Ask HN: What is your most favorite programming language ever? - alg0rith
And what tools do you use it with?
======
mindcrime
I don't really have a "most favorite programming language ever". I think of
languages as tools and try to keep a focus on "use the right tool for the
job". I don't reach for C++ for writing webapps as a rule, and I wouldn't
reach for Prolog to write an OS kernel.

That said, my primary language for most "general purpose" tasks these days is
Groovy. I also lean towards Java for many things, due to familiarity. I have a
soft spot for C++ as well, which I probably would have called "my favorite
language" years ago.

Lately I've been working on adding R and Octave to my arsenal, and I have to
admit, I'm really liking Octave.

But I just bought a Swift book earlier tonight, so who knows what the future
may hold...

------
csixty4
I don't think I'll ever love a programming language like I loved ANSI C in
1996. I slept with the K&R book under my pillow. When my friends were getting
into tarot cards & crystals, I did divination by picking random passages from
that book. It was my first "real" programming language, and the one that led
me to understand computers on a completely different level.

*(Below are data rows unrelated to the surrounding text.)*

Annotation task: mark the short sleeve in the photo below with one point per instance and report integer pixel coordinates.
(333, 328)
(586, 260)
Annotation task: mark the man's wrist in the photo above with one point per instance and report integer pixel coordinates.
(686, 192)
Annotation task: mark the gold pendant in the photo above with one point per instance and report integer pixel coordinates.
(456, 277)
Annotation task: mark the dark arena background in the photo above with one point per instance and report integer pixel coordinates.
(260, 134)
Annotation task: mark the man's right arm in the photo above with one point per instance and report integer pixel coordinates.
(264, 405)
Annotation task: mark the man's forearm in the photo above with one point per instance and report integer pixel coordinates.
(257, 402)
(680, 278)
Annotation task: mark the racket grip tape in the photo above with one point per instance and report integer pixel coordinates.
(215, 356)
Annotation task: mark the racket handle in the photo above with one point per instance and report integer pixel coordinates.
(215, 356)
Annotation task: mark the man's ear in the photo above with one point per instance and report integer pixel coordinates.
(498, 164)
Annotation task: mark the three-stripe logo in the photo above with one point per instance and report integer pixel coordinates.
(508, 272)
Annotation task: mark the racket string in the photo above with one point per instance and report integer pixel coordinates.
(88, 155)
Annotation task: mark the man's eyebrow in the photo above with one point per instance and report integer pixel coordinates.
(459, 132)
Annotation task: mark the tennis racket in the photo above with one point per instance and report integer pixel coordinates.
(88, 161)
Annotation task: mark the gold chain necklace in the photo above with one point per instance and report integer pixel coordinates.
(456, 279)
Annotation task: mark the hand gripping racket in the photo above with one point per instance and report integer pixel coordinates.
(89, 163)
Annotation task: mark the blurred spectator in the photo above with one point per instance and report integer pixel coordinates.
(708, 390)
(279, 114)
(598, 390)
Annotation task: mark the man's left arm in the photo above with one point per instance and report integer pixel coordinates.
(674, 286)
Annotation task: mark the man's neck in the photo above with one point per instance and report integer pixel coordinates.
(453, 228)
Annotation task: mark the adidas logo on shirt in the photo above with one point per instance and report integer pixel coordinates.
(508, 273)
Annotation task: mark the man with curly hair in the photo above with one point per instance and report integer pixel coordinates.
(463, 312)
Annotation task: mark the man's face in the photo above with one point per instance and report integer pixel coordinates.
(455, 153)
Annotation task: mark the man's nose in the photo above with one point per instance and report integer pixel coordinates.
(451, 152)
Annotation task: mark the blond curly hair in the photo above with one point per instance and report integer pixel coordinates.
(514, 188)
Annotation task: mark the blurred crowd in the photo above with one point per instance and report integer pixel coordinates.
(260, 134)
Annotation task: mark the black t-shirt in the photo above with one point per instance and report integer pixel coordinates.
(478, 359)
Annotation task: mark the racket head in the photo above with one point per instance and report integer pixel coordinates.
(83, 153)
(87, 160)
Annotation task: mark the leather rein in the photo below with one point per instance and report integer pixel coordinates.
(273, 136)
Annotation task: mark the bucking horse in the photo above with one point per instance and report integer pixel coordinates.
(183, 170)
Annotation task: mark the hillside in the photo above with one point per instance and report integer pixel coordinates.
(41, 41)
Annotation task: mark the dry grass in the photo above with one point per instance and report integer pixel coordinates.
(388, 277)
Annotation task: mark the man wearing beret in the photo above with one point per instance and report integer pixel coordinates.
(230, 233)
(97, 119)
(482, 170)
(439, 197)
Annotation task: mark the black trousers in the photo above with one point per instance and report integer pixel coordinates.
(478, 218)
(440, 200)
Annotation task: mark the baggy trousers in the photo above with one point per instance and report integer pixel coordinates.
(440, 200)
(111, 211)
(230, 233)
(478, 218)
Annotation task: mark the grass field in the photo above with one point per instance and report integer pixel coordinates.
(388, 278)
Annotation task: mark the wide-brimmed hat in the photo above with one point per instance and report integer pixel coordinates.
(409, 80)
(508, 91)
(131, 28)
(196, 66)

Today, I guess I'd say JavaScript. I mostly write "vanilla" JavaScript with
the help of grunt for minifying (switching to webpack soon). It has it's rough
spots, but they're ones I've known for decades now. It's everywhere. It's
multi-paradigm.

------
stray
Common Lisp.

The only tool I use with it, I guess would be emacs. Unless by "tool", you
mean libraries.

However, it's Ruby (often generated by Common Lisp) that puts food on the
table these days -- and Python that I'm using to plot my (positive) escape
from the workforce.

Both Ruby and Python are weaker languages that share some of the Lisp spirit.
Ruby in fact, is derived from Emacs Lisp.

One of my side projects is an attempt to jack libraries from Python -- which
will, if successful, make Common Lisp more usable as a day-to-day programming
language.

------
vorg
After discovering Haskell (lazily-evaluated functional) and Lisp (actually,
Clojure), I'd have to say them. For anything close to the metal where pauses
for garbage collects don't matter, Go. And of course HTML. (Tho I realize some
people out there won't count as a PL non-Turing Complete languages like HTML
and Groovy as used in virtually every Gradle build script out there.)

------
lucozade
My favourite language is Lua. Not so much for the language per se although
it's pleasant to use. But it's very simple so if it doesn't fit exactly what I
need I just change it. I use luaj too if I'm going to need to use JVM
libraries.

For that reason I tend not to use luajit so much. Although it's a
technological marvel, it's nothing like as hackable for a mere mortal like me.

------
mveety
Plan 9 C and the rc(1) shell by far. Plan 9 C is still C but has a lot of
things fixed and the plan 9 libs are great. The rc(1) shell I like because its
much more consistent than any other shell I've used.

------
tetonraven
C#

------
ben_jones
I want to be up-voted on hacker news so Python twothree is by far the GOAT
programming language. Go-lang is fucking trash (until the next major point
release in which case it becomes vice-GOAT). Django was what god made when he
decided to refactor the bible, and is thus elevated to language status. Rust
is gonna take over the world. And I currently have 103 side projects in React.